Two leasing agreements, negotiated over several years, have broadened the station's spread: one with WKVP in Cherry Hill that started this summer, another with Columbia University's WKCR, which gave the station a New York City presence last year.

However advantageous its positioning in this rich Philadelphia-to-New York classical-music corridor, the catch is that both those stations are HD2. When high-definition digital radio arrived a few years ago, each signal came with four channels, only the first of which is needed by the consumer. The third and fourth channels are best saved for utilitarian purposes (sound quality isn't great) but the second channel is full of possibilities.

If only the listening public didn't need to invest in new hardware - an HD receiver that costs about $70 (usually with a CD player and an iPod dock).
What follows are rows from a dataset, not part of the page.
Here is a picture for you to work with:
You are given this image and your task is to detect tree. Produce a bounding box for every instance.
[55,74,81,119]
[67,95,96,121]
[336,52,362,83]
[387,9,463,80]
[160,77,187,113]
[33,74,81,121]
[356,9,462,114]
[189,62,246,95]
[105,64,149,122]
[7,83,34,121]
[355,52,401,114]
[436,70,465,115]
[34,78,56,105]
Such receivers are common in the United Kingdom, where the analog FM signal eventually will be shut off. No such deadlines have been set in the United States, so sales have been slower.

Also, WWFM's HD2 coverage of the Philadelphia market includes Center City but not outlying areas, such as Chestnut Hill, that have prime classical-music demographics. Without HD hardware, the FM signal from Princeton Junction can be heard in Center City, but not dependably.

But even with HD2 in a nascent state, Fretwell is confident of meeting the terms of the five-year agreements he struck at Columbia and in Cherry Hill. Roughly speaking, he needs a thousand new listener members both from Philadelphia and New York City - a more viable option than raising the $40 million to acquire a major FM signal.

Even if HD2 ends up fading in the quickly changing technological landscape, WWFM's contingency is Web radio. That's nothing new - nearly every radio station has had a Web presence for years - but with new vehicles increasingly being equipped with WiFi, Web radio now can be accessed without parking in front of one's home computer.

That option could also bring WWFM into competition with the heavily subsidized classical stations in England, France, and the Netherlands. But there's a reason why it already has scattered listeners as far away as Singapore: For all its lack of budget, the station is unlike any other.

"How many classical stations do you need if they're all doing the same thing?" asks Fretwell. "We're in a community college. We don't have deep pockets. Why joust with a guy who has deeper pockets? My only hope for surviving is to treat high art like high art and hope there are enough people who agree with that."